The community and voluntary groups that are part of all of this innovation are pointing the way forward, not only to a better society, but to a new politics—not the centralised state or the marketised state, but the collaborative state, enabling an open, participative and hopeful approach. This new people-powered politics will help us find a way to tackle the great social ills of our time, one of which the Minister referred to; loneliness in this country has now reached epidemic proportions. Loneliness is the product of the breakdown of the family, the fragmentation of communities and the cuts that have taken away support services. The Local Government Association now points to an £8 billion funding shortfall in social care services, but we also see long working hours, low pay, investment and jobs deserts and the hollowing out of communities. All of that has contributed to this situation, but, sadly, no single piece of legislation can put a problem that complex right. The answers lie in our communities, in strengthening the bonds between people instead of atomising them, and in building up community assets instead of closing them down as the Government have done. Communities are already doing much, but if we had the courage to open up power and resources to them, they could do so much more.
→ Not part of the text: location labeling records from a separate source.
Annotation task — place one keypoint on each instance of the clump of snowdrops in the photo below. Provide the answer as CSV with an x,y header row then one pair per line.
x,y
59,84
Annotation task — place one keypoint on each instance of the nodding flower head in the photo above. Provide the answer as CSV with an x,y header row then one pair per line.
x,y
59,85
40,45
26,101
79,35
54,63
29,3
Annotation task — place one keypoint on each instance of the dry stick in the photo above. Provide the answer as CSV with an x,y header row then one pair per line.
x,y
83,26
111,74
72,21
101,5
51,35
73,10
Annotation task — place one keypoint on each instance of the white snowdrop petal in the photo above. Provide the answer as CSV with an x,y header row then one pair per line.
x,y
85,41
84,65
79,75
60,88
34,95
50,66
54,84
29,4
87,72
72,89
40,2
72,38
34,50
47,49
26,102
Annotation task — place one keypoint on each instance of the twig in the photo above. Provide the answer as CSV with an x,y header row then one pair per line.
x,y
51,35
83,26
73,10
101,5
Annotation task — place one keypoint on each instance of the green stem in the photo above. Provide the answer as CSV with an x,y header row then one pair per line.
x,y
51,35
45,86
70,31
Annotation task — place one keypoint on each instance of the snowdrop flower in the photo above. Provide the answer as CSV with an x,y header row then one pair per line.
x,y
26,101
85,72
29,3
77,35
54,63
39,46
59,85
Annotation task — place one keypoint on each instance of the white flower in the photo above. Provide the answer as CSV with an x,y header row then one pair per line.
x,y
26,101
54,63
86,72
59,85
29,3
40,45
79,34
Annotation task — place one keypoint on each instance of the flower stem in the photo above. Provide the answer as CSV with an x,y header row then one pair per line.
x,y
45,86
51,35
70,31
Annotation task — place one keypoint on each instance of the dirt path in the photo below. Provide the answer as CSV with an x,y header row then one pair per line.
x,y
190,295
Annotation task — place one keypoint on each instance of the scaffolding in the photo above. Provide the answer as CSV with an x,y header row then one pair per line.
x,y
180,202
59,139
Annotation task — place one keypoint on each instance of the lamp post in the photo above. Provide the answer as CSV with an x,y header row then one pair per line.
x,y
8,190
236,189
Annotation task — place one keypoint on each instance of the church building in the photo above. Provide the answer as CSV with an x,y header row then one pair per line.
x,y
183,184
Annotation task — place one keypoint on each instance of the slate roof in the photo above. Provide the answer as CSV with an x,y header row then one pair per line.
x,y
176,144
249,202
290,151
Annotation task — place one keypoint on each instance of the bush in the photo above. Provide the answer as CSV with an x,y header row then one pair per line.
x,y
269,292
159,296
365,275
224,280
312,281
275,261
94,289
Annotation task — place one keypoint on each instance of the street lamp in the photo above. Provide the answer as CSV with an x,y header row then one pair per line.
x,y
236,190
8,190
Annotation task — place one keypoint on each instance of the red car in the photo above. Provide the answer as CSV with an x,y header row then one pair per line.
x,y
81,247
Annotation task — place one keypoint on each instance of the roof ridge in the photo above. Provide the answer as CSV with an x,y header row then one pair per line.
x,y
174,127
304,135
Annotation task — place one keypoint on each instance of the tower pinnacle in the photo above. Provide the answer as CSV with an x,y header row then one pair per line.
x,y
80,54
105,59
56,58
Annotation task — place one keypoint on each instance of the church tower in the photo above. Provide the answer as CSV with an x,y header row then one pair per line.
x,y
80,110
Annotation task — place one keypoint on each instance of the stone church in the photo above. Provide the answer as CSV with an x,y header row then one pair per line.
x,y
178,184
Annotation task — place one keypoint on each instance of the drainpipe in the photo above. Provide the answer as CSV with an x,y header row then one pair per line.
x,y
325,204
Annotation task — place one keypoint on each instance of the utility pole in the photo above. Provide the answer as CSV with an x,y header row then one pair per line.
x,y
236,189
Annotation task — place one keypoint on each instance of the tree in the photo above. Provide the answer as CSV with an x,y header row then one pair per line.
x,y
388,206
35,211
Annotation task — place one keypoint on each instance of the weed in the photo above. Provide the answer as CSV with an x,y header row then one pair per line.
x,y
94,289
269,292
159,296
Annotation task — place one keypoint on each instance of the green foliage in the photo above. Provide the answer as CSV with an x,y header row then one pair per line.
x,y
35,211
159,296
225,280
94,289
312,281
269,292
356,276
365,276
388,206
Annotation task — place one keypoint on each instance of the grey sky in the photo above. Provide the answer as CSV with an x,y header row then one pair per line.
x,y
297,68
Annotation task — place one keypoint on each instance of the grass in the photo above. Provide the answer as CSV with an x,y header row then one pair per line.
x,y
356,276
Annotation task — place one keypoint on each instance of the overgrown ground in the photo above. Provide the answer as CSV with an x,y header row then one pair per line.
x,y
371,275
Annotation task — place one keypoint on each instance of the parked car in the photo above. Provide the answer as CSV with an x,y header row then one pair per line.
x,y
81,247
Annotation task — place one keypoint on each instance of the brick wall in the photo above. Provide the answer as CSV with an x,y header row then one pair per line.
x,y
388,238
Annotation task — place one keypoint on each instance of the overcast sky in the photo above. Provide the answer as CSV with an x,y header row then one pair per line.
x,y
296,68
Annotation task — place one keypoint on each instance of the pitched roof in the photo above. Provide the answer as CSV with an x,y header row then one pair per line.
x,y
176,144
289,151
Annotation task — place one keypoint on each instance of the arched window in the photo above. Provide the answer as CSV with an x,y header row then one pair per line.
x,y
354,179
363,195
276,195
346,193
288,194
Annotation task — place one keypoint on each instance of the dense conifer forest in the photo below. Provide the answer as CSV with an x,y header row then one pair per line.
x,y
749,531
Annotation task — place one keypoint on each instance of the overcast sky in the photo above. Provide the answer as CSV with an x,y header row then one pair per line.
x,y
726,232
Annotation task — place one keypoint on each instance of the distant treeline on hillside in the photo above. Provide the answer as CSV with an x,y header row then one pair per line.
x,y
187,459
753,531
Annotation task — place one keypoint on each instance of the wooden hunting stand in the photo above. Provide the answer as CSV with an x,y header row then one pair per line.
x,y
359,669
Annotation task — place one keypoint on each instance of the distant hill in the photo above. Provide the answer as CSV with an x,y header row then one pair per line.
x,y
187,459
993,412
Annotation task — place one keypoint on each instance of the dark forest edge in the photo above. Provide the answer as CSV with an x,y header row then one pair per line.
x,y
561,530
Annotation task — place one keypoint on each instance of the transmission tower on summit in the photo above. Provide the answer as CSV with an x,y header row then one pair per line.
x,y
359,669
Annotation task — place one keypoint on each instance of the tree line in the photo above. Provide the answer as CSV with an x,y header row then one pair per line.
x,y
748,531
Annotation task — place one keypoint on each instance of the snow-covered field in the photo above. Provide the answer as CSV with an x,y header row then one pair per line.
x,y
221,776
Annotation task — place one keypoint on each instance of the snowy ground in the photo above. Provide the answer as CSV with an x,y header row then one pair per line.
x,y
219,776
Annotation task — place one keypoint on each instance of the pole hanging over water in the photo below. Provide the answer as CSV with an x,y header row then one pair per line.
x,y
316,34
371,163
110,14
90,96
Our country is at a crossroads. The Brexit debate has crystallised the deep divisions that separate us from each other and the anger that has driven it. We need to come back together, but that will not happen from the top down. We need a new, more open politics, one that is more participative, embracing the collaboration and kindness that all of us, as MPs, see in our constituencies. For that we need a Government who recognise and celebrate the central role of civil society and communities, and are ready to invest in them, not cut them to the bone. That is how we can genuinely let people take back control, so they can build the compassionate country we have the potential to become.